When we raise our children from babies, it is understood and expected that they won’t understand our language or know our rules. We know that it will be our job to teach them, step by step, and then to remind them of these lessons daily as they get older.
When we send our kids to school, we also understand that they must go through different levels of learning (ie. Grades 1 through 12). Each level increases in difficulty from the last, in order to achieve a complete and solid understanding of the subjects being taught and to be able to perform any tasks to the highest level of difficulty that we may ask them to. No parent would expect their child to perform college level calculus without first having learned basic math and successfully gone through all its levels in grade school.
That’s why, when we teach our dogs a new concept such as sit or down or to come when called, it is our job to break down those lessons into small achievable tasks that only gradually build on the level of difficulty from the first one. So when we get to the dog park and call them to come while they are in the middle of wrestling with their buddies (college-level calculus), they’ve already passed grade school and are very clear about how to perform the task. We need to have the same expectations of our dogs ability to learn new and more complex subjects as we do of our children’s and to give our dogs the same courtesy as we, ourselves, would expect while being taught anything new.
Keep in mind that dogs come with a huge disadvantage. They don’t speak English. And if you speak Spanish or French or Hindu or Japanese or anything else, they don’t speak any of those, either.
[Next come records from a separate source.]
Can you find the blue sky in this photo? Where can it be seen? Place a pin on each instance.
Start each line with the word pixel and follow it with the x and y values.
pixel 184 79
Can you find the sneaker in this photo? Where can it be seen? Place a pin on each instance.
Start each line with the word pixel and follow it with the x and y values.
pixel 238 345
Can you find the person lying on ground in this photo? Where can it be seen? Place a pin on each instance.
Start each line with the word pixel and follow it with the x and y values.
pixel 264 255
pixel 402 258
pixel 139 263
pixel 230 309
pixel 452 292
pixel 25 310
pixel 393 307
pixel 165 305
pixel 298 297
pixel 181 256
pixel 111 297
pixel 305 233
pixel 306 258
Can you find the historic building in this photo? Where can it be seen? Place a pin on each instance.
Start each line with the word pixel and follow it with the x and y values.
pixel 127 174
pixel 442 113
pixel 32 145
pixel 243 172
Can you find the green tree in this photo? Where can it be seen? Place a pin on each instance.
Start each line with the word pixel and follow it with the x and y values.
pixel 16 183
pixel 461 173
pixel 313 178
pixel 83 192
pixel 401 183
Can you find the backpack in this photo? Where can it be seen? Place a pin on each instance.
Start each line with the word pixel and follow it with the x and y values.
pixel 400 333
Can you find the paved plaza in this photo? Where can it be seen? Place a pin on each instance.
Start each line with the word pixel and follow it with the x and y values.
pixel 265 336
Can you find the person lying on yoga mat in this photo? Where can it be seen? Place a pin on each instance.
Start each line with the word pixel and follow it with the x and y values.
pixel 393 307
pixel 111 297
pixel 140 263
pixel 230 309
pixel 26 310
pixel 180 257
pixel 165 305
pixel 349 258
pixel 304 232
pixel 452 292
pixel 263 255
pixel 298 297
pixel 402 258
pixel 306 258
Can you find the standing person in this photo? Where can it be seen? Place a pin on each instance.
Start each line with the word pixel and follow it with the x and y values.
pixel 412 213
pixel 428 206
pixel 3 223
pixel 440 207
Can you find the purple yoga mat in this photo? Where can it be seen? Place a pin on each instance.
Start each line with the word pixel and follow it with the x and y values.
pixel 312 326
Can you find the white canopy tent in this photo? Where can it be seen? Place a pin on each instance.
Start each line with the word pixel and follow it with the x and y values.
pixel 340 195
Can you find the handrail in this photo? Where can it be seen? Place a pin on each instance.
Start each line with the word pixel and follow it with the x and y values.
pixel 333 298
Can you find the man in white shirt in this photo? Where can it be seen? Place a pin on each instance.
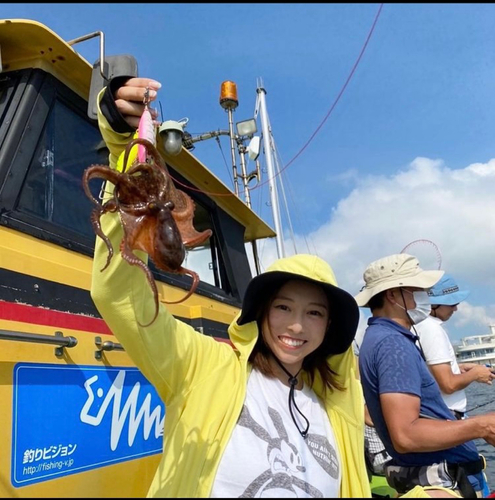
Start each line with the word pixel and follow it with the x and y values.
pixel 452 378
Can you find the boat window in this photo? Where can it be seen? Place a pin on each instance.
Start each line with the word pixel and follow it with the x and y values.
pixel 53 188
pixel 44 182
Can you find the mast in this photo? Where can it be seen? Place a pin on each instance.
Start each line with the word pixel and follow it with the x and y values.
pixel 265 127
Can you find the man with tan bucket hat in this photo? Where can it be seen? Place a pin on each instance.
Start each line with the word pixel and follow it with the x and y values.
pixel 428 446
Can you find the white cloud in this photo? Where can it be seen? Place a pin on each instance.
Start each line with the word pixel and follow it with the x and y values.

So we’re not just teaching them to do a specific task when we give them a particular cue or command, we’re also teaching them an entirely new language in the process. They’re like ESL students! (In case you’re wondering, their primary language is body language. They read visual cues from us and each other which is why so many dogs seem to be able to “read your mind”- because our bodies give cues about what we are thinking as soon as we begin to think it and long before we verbally announce it.)
So be patient, with your dog and yourself. Give yourselves time to get from point A to point Z. Be patient and persistent in teaching your dog or pup what you need him to do. It could take weeks. It could take months. (Rome wasn’t built in a day.) Decide what different levels of difficulty you’re going to have to train through to achieve the ultimate college level response you desire and give him the opportunity to succeed at each level before moving on to the next.
And, if you forget and get impatient with him when progress seems fleeting, put yourself in his shoes and think of what it would feel like to be in a foreign country, being taught foreign customs and behaviors and all in a foreign language. Because that’s exactly how it must feel to him.